EXERCISE : Show that the triangles A*B*C* and ABC are in perspective from some point V and similarly A*B*C* and A'B'C' are in perspective from some point V'

hint: Use the non-planar case of the theorem

EXERCISE : Show that V and V' are distinct and neither lies in the plane of ABC

hint: Show that if V=V' then A=A'. Show that if V were in the plane of ABC then A*B* and C* would be in that plane too.

EXERCISE: Let O be the point where VV' meets the plane of ABC. Show that the lines AA', BB', and CC' all pass through O and hence the triangles ABC and A'B'C' are in perspective from O.

hint: VA and V'A' meet in A*. Show that this implies that VV' and AA' meet in O.

Remarks on Using Desargues Theorem To Represent one Object as a Shadow of Another

Remark: To use Desargue's theorem to decide if two figures are in perspective we note that if they are in perspective then any pair of correpsponding triangles must also be in perspective.
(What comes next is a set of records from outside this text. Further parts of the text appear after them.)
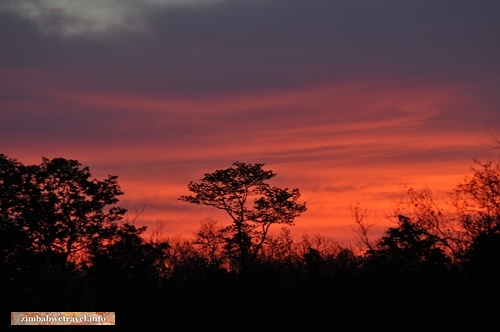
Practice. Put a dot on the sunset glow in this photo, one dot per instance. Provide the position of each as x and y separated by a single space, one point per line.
161 93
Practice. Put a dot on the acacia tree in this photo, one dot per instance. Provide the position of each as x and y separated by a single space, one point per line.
230 190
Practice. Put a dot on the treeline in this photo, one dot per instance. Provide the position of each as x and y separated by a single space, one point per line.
66 247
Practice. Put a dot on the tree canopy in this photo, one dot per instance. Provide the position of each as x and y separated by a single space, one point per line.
231 189
55 207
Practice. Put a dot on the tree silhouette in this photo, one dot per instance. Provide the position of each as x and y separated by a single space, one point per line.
55 208
230 190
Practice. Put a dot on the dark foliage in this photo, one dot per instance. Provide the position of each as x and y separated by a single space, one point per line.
64 249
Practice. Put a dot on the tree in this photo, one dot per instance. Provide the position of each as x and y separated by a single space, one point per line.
230 190
55 207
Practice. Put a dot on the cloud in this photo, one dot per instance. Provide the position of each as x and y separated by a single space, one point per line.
91 18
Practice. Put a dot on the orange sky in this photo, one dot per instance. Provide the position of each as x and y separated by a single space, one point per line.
346 103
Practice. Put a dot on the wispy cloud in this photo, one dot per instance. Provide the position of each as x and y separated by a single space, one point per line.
91 18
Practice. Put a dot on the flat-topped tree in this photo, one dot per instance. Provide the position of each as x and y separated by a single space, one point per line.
230 190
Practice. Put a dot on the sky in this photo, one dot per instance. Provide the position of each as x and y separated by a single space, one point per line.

Assuming they are in different planes this means that all lines through corresponding pairs of lines in the figures must meet at the line of intersection of the two planes. Moreover since the point of perspective (or common direction) is determined by any pair of lines through corresponding points (or their direction if they are parallel), any two pairs of triangles which share an edge and are in perspective with their corresponding triangles, must correspond under projection from the same point (namely the point of intersection or common direction) of the two corresponding lines.

Thus if we want to determine if two figures which are not co-planar are in perspective we check that:

(1) The figures are composed of corresponding triangles such that each pair of points in a figure is contained in two members a chain of triangles with successive members of the chain sharing an edge

(2) Each pair of lines through corresponding vertices either meet along or are both parallel to the line of intersection of the planes of the two figures.

If both of the above conditions are true then the two figrues are in perspective.

Remark 2: If two non-coplanar, planar figures are in perspective then they remain in perspective through any rotation of one of them about the line of intersection of their planes.

The previous remarks provide us with a way to construct plane figures which are shadows of another plane figures which we state for quadrilaterals.

1. Draw the first quadrilateral on a plane surface and draw one of its diagonals.

2. Draw a line (the axis) transversal to all of the extended edges and the diagonal but not intersecting the original figure.

3. From the point of intersection of the diagonal with the axis draw line.

4. From the points of intersection of each pair of edges which do not meet in one of the chosen diagonal points, draw a pair of lines which meet along the line in the previous step. These lines form the extended edges of a quadrilateral which is in perspective to the original.

5. "Fold" the plane at the axis so that the two quadrilaterals now lie in different planes which meet along the axis. They remain in perspective from a point which can be found as the intersection of the lines through any pair of corresponding points.